A health care system in which everyone is entitled to abortion on demand and without apology is pitched as a fantasy by both right and left. Yet in most developed countries (including Catholic strongholds Ireland and Italy), elective abortion is provided at no cost to patients through public funding. Here in the land of the free, who does and doesn’t get abortion coverage is decided by judges, federal and state legislators, and employers — mostly wealthy white men.
As with all forms of oppression, economically disadvantaged women and women of color suffer the most. Seventy-five percent of women seeking an abortion are poor or low-income, and black women are substantially overrepresented among abortion patients — both populations who are less likely to be insured.
Soon, a bill will be introduced to Congress that would end this war on poor women and guarantee all of us fully funded abortion throughout our lives. It’s the Medicare for All Act, which would improve Medicare to cover all necessary care — reproductive and otherwise — and expand it to the entire population. Beyond providing all women with comprehensive health care that wouldn’t be contingent upon a partner or boss, this legislation is sheltered from the Hyde amendment, which since 1976 has prevented federal funds from being used for abortion in public insurance plans.
Because Medicare for All would mean that overnight, reproductive health would be put back in the hands of individuals, it’s frustrating that Planned Parenthood has yet to endorse single-payer — and some chapters have even come out against it. In 2017, when the speaker of the Assembly in California killed a state single-payer plan that explicitly covered abortion, the California chapter supported his decision, with the bizarre rationale that the state legislature should keep the focus on GOP attacks on health care in Washington. Planned Parenthood’s Action Fund doesn’t even engage in anti-Hyde work; on its information page about the amendment, it refers readers to All Above All, a group formed in 2013 to fill the void of Hyde activism.
This opposition is grounded in a belief that there isn’t political will to expand abortion through public means, so we need to protect what we have (which just happens to be a classist, racist, and woefully incomplete network of coverage). It’s a defensive strategy, and in a patchwork system that enables anti-choice forces to thwart access at so many junctions of the law, it can only fail in protecting the most vulnerable.
Given high public support for both single-payer and reproductive rights, a position of compromise is simply unnecessary. Recent polling shows that 70 percent of Americans, including 52 percent of Republicans, support Medicare for All. And on the supposedly contentious issue of Hyde, a majority of Americans believe that federal restrictions on abortion funding should be nixed.

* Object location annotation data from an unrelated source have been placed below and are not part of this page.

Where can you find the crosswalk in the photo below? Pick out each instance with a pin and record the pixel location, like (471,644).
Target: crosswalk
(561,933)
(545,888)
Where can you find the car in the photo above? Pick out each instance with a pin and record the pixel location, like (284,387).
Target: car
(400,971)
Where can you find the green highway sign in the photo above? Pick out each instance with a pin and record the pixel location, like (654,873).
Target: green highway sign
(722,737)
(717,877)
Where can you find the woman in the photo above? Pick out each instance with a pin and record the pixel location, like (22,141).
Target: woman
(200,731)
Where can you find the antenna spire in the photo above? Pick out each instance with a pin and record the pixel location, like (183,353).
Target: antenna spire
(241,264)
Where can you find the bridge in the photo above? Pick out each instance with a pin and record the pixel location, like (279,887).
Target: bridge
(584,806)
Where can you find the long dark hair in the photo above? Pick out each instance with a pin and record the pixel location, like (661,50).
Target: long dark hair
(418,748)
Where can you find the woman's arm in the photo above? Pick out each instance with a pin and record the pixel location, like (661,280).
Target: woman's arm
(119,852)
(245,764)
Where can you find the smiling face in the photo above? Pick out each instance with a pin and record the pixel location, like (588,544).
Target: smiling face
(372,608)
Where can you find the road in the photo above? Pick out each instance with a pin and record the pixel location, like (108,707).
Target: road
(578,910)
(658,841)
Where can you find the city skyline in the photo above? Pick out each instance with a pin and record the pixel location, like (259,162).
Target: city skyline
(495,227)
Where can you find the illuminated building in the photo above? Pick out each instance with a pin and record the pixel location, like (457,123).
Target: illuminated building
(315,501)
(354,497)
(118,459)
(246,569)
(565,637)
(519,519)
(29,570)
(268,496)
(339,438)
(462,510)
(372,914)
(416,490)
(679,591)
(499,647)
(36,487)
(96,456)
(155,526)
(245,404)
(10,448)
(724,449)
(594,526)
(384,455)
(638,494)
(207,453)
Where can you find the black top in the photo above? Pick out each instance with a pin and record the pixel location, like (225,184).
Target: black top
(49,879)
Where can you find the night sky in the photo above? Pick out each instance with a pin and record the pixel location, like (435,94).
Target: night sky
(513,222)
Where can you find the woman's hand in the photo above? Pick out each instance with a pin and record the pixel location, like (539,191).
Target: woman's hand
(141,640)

But as with many reforms that would redistribute wealth from the powerful to the people, the establishment not only acts blind to this support, it peddles the exact opposite narrative: that single-payer isn’t politically feasible. Mainstream media routinely refer to single-payer as belonging to the “left wing” of the Democratic Party, and the number one excuse legislators give our activists when declining to sign onto the bill is that single-payer is “not politically possible.”
In order to pass Medicare for All, we don’t need a grand education campaign that would shift public opinion, on abortion or anything else; that’s already happened, and the public has made its position clear. We just have to force the hands of our legislators to stand up for what we deserve. Groups like Planned Parenthood, that speak on behalf of underserved patients, have an important role to play here. We’re not going to win single-payer without abortion, and we won’t ensure everyone reproductive justice without single-payer — so to bring about the world we’re all fighting for, an alliance between our movements is essential.
The introduction of the Medicare for All Act next week will give Planned Parenthood another chance to do the right thing. Leanna Wen, president of Planned Parenthood, was asked in a Guardian interview last November whether or not there should there be single-payer in the United States. “Wen stops just short of calling for it, but says this about health care: ‘It is a basic human right.’”
Dr. Wen, it’s time to join us in demanding the only reform that can fulfill that right.